Local 896/COGS represents graduate students at the university who are also university employees as teaching assistants and research assistants. PERB initially ruled in COGS' favor during contract negotiations last winter. The Board of Regents, which governs the university, had sought to overturn the PERB ruling based on the argument that reimbursement of graduate student fees should not be a mandatory topic of bargaining because fees are linked to student status rather than employment status. Ruth Bryant, communications chair of Local 896, said, “The District Court's ruling validates and strengthens COGS' fight against mandatory fees.”

Many members of COGS receive a tuition scholarship to support the costs of graduate education. The union has fought for years to win this economic protection and in the most recent round of negotiations won full tuition coverage for graduate employees in the College of Education. (Years earlier the union won this benefit for its members in the College of Liberal Arts & Sciences.) But even as the local won tuition scholarships, the University of Iowa began to dramatically increase mandatory student fee, a form of back-door tuition increases. On top of student activities fees, student services fees, and student health fees, the university added building fees, a fee for renovations, cultural fees, professional enhancement fees, and a fee for a new recreation center with a climbing wall. By 2014, graduate employees were paying nearly $1,000 in fees each year, a 500 percent increase in less than 15 years.

In the seven-month struggle that resulted in the current collective bargaining agreement, ratified in February, Local 896 also won partial reimbursement of student fees. (Click here to see the UE News report on the local’s negotiations and new contract.) But fees remain a major economic burden on graduate employees and contribute to high levels of student debt.
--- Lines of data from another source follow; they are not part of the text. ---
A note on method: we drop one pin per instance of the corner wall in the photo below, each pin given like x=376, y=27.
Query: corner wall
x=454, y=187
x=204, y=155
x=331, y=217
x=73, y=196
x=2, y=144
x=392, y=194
Nationally, although graduate students make up 16 percent of the student population, they carry 40 percent of the $1 trillion in outstanding student debt.

Graduate employees do most of the teaching of undergraduates, and provide front line research at the University of Iowa, and the union argues that they deserve to be compensated at a level that does not put them in debt. Jeannette Gabriel, president of Local 896 said, “A critical way the University of Iowa can show its commitment to supporting graduate students and maintaining quality graduate education programs is to reimburse all mandatory fees for graduate employees.”

“The majority of Iowa undergraduates are taught by people paying some amount of money to teach them,” says Lucy Morris, a University of Iowa alum and former graduate teaching assistant. She was quoted in Iowa City’s Little Village magazine. “Fees are significant in relation to our salaries.”

Joseph Cohen, UE general counsel, commented on the case. "From a legal perspective, it is hard to understand why the university has taken the extreme measure of going to court here. PERB and the District Court have agreed that the university was required to bargain over the Union's fee reimbursement proposal. Moreover, the parties actually came to an agreement over fee reimbursements months ago. To drag out the process by appealing what amounts to a purely theoretical issue at this point would seem to be a tremendous waste of public resources."

In response to the district court ruling, Josh Lehman, senior communications director for the Iowa Board of Regents, told Little Village, “The Board is evaluating the decision and considering our options,” but had no further comment on whether the board will carry the appeal further.